4. A change portfolio function should start and stay small and high powered

Keep the change portfolio team small and high powered – you don’t need a standing army to make a big difference. A portfolio management function should do a few vital things very well – at least to start with before it earns the right to expand remit. 

Our experience shows that resourcing a portfolio management team with a small number of experienced, pragmatic individuals, who balance understanding of how to deliver change with knowledge of the organisation, keeps the function lean and effective. It also signals to the organisation that efficiency is an important factor both to the function and the portfolio as a whole. 

Likewise, the portfolio management team must have credibility with stakeholders from the start, and the combination of soft and hard skills to deal with senior sponsors through to programme delivery teams.

5. A portfolio management function needs to focus on outcome, not process

Too many change portfolio functions become a slave to process and inadvertently lumber the organisation with this, quickly creating a low value industry that distracts from the delivery at hand. 

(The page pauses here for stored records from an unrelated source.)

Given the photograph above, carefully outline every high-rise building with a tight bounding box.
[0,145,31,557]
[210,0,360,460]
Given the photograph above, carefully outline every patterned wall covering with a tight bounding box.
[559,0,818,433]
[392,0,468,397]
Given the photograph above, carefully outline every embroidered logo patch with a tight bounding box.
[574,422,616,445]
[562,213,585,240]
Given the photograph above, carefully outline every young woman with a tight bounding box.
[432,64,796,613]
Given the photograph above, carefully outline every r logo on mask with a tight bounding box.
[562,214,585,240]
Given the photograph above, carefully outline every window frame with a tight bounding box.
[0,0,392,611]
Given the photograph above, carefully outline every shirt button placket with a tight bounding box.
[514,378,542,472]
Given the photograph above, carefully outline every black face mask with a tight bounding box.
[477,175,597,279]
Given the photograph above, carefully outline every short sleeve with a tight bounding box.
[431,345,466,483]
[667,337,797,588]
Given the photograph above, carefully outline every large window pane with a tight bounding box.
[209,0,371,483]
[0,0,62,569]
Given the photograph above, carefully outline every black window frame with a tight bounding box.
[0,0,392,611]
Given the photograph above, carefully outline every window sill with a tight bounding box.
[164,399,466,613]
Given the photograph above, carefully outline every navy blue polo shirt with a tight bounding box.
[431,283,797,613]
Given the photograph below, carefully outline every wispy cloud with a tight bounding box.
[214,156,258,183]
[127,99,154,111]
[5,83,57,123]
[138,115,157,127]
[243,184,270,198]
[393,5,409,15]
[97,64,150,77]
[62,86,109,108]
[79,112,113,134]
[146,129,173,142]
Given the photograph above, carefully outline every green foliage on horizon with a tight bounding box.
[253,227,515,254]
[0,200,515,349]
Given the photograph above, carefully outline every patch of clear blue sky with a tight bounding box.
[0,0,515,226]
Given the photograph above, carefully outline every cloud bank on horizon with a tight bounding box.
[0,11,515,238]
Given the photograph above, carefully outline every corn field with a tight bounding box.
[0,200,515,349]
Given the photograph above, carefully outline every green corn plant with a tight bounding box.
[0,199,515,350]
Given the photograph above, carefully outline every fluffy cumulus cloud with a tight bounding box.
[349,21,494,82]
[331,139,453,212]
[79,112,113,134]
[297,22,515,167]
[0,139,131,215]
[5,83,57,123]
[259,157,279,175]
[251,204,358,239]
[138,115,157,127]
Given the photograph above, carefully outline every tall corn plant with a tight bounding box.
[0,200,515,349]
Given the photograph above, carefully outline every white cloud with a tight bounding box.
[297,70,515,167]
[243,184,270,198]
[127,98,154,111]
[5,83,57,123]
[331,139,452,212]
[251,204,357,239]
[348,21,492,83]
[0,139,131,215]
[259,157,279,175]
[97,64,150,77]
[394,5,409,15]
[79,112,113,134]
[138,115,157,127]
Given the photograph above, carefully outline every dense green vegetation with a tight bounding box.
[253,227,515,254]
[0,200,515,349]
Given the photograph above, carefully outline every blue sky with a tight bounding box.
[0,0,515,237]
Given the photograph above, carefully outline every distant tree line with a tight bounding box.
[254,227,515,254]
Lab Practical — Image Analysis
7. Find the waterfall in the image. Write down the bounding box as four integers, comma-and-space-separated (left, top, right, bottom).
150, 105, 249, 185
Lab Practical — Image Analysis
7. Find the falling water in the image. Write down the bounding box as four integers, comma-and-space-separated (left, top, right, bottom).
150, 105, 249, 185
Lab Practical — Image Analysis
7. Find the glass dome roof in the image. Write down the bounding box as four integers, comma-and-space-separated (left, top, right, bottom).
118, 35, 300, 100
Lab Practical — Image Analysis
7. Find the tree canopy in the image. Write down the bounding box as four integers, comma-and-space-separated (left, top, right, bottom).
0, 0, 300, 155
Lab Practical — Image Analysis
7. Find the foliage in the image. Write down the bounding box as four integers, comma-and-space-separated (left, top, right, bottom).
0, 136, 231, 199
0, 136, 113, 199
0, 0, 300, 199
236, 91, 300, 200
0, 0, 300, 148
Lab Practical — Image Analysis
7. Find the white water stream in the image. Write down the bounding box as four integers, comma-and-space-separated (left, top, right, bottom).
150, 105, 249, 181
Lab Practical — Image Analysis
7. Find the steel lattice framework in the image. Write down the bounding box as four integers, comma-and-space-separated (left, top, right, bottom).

Deliberately placing outcomes at the centre of the function’s remit helps avoid this (as does the size of the team). Clarity of delivery does not come from tomes of status.

Likewise, timely management of risk does not come from endless risks logs but from well managed discussion and clear accountability. Experience pays here, as does setting up the team with the confidence to remain flexible, to respond to feedback and change approaches that don’t work, and to push ahead with those that do.

Managing complex change at scale will always be hard and time consuming. Given the scale of investment, it will always be filled with risk. However, putting in place a more strategic portfolio management capability – one that drives outcomes for senior management and operates more smartly on the ground – will maximise the ability of an organisation to manage these risks and deliver lasting change.